4th Industrial Revolution News South Africa

Co-creation will address the urgent need for digital transformation

While organisations in South Africa cannot be entirely ready for the next crisis - to better prepare for future threats requires a new way of driving flexibility and delivering innovation. With the rapid changes we've witnessed over the past two years, organisations in South Africa now realise they have to be flexible and transform quickly during the next crisis and that this requires collaboration, flexibility and urgency.
Ria Pinto, general manager and technology leader – IBM South Africa | image supplied
Ria Pinto, general manager and technology leader – IBM South Africa | image supplied

Key to this approach is adopting and accelerating co-creation and agile ways of working. While digitisation was important before Covid-19 disrupted the world as we knew it, now, it’s non-negotiable. Now, organisations have no doubt that technologies like hybrid cloud and AI are not optional, but essential tools for thriving in an uncertain future. And as many organisations are moving further into their hybrid and multi-cloud journeys they are looking to drive innovation that results in valuable changes and real-world impact.

The rapid pace of digital transformation

According to the IBM Institute for Business Value (IBV), South African executives across industries believe that a strong digital foundation will radically change the way business works. South African CEOs believe IoT, cloud, and AI are the primary technologies that will deliver the results they need in the next two to three years and they are keenly aware that cloud and data, and their ability to secure it, are foundations for future success.

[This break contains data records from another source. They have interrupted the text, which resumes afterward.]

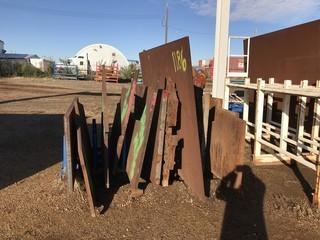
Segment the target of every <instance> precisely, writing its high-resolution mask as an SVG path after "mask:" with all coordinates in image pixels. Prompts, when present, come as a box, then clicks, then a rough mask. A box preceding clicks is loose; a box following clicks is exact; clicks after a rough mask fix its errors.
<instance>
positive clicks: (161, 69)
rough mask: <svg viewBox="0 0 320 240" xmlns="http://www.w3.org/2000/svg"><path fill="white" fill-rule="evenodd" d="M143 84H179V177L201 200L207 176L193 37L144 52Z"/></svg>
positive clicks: (176, 86)
mask: <svg viewBox="0 0 320 240" xmlns="http://www.w3.org/2000/svg"><path fill="white" fill-rule="evenodd" d="M140 62H141V69H142V76H143V82H144V84H145V85H147V86H149V87H153V88H155V89H164V88H165V79H167V80H168V79H172V81H174V83H175V84H176V88H177V91H178V97H179V100H180V102H181V129H180V130H179V133H178V134H179V137H180V138H182V139H183V144H182V145H183V146H182V153H181V155H182V158H181V169H180V171H179V175H180V176H181V178H182V179H183V180H184V182H185V184H186V185H187V186H188V187H189V188H190V189H191V191H192V192H193V193H194V194H196V195H197V196H198V197H199V198H204V177H203V169H202V161H201V153H200V143H199V131H198V125H197V115H196V105H195V95H194V86H193V78H192V65H191V56H190V45H189V38H188V37H185V38H182V39H179V40H177V41H174V42H170V43H168V44H165V45H162V46H159V47H156V48H153V49H150V50H147V51H143V52H141V53H140Z"/></svg>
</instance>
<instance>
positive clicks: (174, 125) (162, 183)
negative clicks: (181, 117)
mask: <svg viewBox="0 0 320 240" xmlns="http://www.w3.org/2000/svg"><path fill="white" fill-rule="evenodd" d="M169 86H170V85H169ZM169 89H170V90H169V91H168V92H167V94H168V108H167V118H166V126H165V142H164V156H163V160H164V164H163V169H162V182H161V184H162V186H164V187H167V186H168V185H169V177H170V171H171V170H173V169H174V165H175V163H176V162H175V152H176V147H177V145H178V140H179V138H178V135H177V134H176V132H175V129H176V128H177V124H178V114H179V112H178V111H179V99H178V97H177V92H176V91H175V88H174V87H170V88H169Z"/></svg>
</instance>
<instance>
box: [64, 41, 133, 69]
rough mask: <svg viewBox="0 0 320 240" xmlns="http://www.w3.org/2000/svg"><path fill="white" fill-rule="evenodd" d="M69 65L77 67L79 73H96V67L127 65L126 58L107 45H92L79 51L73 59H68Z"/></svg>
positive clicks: (119, 66) (128, 63)
mask: <svg viewBox="0 0 320 240" xmlns="http://www.w3.org/2000/svg"><path fill="white" fill-rule="evenodd" d="M69 60H70V64H74V65H77V66H78V69H79V73H81V72H87V71H88V70H89V69H90V70H91V71H96V68H97V65H107V66H110V65H112V64H114V65H118V67H119V69H120V68H121V67H126V66H128V65H129V62H128V60H127V58H126V57H125V56H124V54H123V53H122V52H120V51H119V50H118V49H116V48H115V47H113V46H110V45H107V44H92V45H89V46H86V47H84V48H82V49H81V50H79V51H78V52H77V54H76V55H75V57H73V58H70V59H69Z"/></svg>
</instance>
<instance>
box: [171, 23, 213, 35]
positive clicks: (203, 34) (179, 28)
mask: <svg viewBox="0 0 320 240" xmlns="http://www.w3.org/2000/svg"><path fill="white" fill-rule="evenodd" d="M168 28H169V29H173V30H176V31H180V32H186V33H193V34H200V35H212V36H213V32H212V33H210V32H198V31H190V30H188V29H184V28H180V27H174V26H171V25H169V26H168Z"/></svg>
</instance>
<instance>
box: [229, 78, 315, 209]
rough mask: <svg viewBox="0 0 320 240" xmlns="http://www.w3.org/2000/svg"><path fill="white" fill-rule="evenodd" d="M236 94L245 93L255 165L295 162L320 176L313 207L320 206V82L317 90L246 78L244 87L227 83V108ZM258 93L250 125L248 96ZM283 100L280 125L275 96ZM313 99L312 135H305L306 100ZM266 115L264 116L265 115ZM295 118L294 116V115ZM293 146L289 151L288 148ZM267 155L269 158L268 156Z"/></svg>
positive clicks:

Incremental transformation is no longer on the agenda and as digital transformation projects sped up dramatically in the pandemic, organisations pivoted, protected and rescaled. This necessitates new ways of engagement. In the year ahead, IBM will be focused on driving a unique client co-creation experience that will help our clients to drive the business outcomes they seek. Co-creating solutions businesses need to respond quickly to disruption and power digital transformation will be a priority and recognising the challenges will vary across industries, is at the heart of this.

Addressing challenges across industries

Examples are many. For a healthcare company, this challenge could take the shape of responding quickly to fluctuations in consumer demand to enabling digital interactions with healthcare professionals and patients to minimise disruption to clinical trials.

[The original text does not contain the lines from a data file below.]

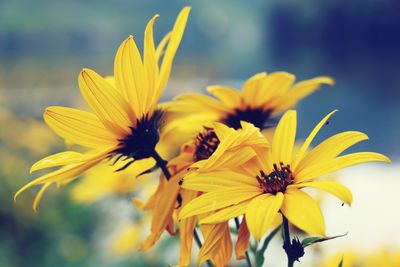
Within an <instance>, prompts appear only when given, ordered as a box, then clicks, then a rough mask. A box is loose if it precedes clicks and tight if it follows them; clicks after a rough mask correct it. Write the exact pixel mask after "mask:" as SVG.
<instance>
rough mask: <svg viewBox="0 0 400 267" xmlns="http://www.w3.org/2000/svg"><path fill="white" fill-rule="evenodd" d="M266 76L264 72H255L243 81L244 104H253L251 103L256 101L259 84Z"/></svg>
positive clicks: (242, 93) (259, 87) (266, 75)
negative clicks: (255, 73) (250, 75)
mask: <svg viewBox="0 0 400 267" xmlns="http://www.w3.org/2000/svg"><path fill="white" fill-rule="evenodd" d="M266 77H267V73H265V72H261V73H257V74H255V75H254V76H252V77H250V79H248V80H247V81H246V82H245V83H244V85H243V91H242V95H243V98H244V100H245V103H246V105H249V106H253V104H254V103H255V102H256V101H257V97H258V93H259V92H260V89H261V84H262V82H263V81H264V80H265V78H266Z"/></svg>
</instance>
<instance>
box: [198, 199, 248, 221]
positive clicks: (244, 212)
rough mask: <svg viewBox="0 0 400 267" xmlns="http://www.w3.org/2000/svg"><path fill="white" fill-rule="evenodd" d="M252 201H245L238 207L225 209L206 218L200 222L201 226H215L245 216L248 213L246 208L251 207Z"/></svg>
mask: <svg viewBox="0 0 400 267" xmlns="http://www.w3.org/2000/svg"><path fill="white" fill-rule="evenodd" d="M250 201H251V200H245V201H243V202H241V203H239V204H237V205H234V206H231V207H227V208H224V209H222V210H220V211H217V212H215V213H213V214H211V215H210V216H207V217H204V218H203V219H201V220H200V221H199V223H200V224H214V223H221V222H226V221H229V220H230V219H233V218H236V217H238V216H240V215H243V214H244V213H245V211H246V207H247V206H248V205H249V203H250Z"/></svg>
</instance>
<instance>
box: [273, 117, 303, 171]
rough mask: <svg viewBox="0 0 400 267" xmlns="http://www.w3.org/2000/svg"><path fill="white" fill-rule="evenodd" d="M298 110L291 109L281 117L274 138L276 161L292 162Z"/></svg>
mask: <svg viewBox="0 0 400 267" xmlns="http://www.w3.org/2000/svg"><path fill="white" fill-rule="evenodd" d="M296 114H297V113H296V111H295V110H289V111H287V112H286V113H285V114H284V115H283V116H282V118H281V120H280V121H279V123H278V126H277V127H276V130H275V133H274V137H273V139H272V155H273V157H274V159H275V161H276V162H275V163H277V164H279V163H280V162H282V163H284V164H290V163H291V161H292V151H293V146H294V141H295V138H296V124H297V118H296V116H297V115H296Z"/></svg>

For the government, this could be the ability for a tax authority to automate all tax classification work, processing and interrogating millions of transaction records within seconds. For a financial services provider, this could take the shape of meeting the demand for hyper-personalisation in a range of categories, including credit card issuance, loan offers and financial advice highly catered to individuals.

To successfully innovate and sustain the innovation, the process has to start with the business outcome — not a specific technology. It’s about revealing the true nature of the opportunity, co-create a vision for a solution and co-executing to deliver.

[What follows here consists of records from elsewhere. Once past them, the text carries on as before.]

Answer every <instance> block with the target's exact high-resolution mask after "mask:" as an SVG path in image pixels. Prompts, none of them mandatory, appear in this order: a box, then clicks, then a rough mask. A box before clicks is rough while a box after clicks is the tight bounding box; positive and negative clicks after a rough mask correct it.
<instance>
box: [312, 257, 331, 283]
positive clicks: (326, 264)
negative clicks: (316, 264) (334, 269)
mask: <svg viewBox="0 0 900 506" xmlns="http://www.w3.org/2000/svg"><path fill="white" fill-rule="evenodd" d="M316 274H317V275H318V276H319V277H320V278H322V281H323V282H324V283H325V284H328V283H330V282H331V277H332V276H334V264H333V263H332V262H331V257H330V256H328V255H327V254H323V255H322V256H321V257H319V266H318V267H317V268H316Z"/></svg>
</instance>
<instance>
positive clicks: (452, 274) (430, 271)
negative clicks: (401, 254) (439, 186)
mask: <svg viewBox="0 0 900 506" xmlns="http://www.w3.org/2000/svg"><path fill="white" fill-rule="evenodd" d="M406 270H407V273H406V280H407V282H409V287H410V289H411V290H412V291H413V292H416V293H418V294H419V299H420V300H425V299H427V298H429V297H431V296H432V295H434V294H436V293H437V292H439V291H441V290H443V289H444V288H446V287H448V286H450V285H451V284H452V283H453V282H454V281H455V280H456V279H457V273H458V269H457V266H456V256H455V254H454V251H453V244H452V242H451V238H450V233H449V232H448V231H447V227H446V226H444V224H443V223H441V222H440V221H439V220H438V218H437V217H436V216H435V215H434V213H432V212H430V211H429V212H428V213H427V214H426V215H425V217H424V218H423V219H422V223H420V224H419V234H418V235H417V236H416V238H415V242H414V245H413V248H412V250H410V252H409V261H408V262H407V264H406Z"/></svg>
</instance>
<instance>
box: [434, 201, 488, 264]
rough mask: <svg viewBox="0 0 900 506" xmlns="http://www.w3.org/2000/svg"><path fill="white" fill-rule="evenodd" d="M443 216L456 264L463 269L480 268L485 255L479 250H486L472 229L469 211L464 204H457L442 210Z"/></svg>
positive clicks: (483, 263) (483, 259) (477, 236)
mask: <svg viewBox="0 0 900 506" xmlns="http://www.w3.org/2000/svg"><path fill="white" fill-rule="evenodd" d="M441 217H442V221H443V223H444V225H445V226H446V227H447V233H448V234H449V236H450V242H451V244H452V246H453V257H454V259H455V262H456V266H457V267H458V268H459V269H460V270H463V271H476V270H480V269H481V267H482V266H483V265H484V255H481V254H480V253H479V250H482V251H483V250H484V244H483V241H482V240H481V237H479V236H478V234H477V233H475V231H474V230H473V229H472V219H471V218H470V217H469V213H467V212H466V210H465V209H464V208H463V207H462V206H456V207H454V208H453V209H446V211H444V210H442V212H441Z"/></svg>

This is traditionally not an easy process for businesses. Many are in a world of massive uncertainty and are hugely constrained. Some are navigating these rapid changes by trying to figure out how to thrive. Most recognise the need to re-emerge in a post-Covid world as a different, more resilient organisation but it’s not clear what they should invest in and what results in their efforts would yield.

Often the biggest question is where to start? Data is an integral element of digital transformation for enterprises but a lot of organisations are unclear on how to tackle the task of understanding their own data. The end goal is to leverage their data, but as they encounter challenges resulting from diverse data sources, types, structures, environments and platforms - this predicament is further complicated in a hybrid and multi-cloud environment as their data largely remains siloed and hidden.

An insurance provider could look at this data and imagine a time when they could use client data and exponential technologies to automate key areas of the claims process.

Collaboration is the answer

For this client data to deliver any business value it has been to contextualise and become accessible in the organisation – and the answer would be to collaborate with clients and perform a technical discovery session to understand data sources and context.

The process of co-creating a solution to improve data availability will help the client understand how they can truly enable a self-service environment while protecting and automating across their hybrid cloud. This is a process of innovation that doesn’t have to be hard. Once you are able to pull down technologies, put them together in very close connection with the business, test for market fit quickly and expand iteratively using real-time data – you can only be set up for success.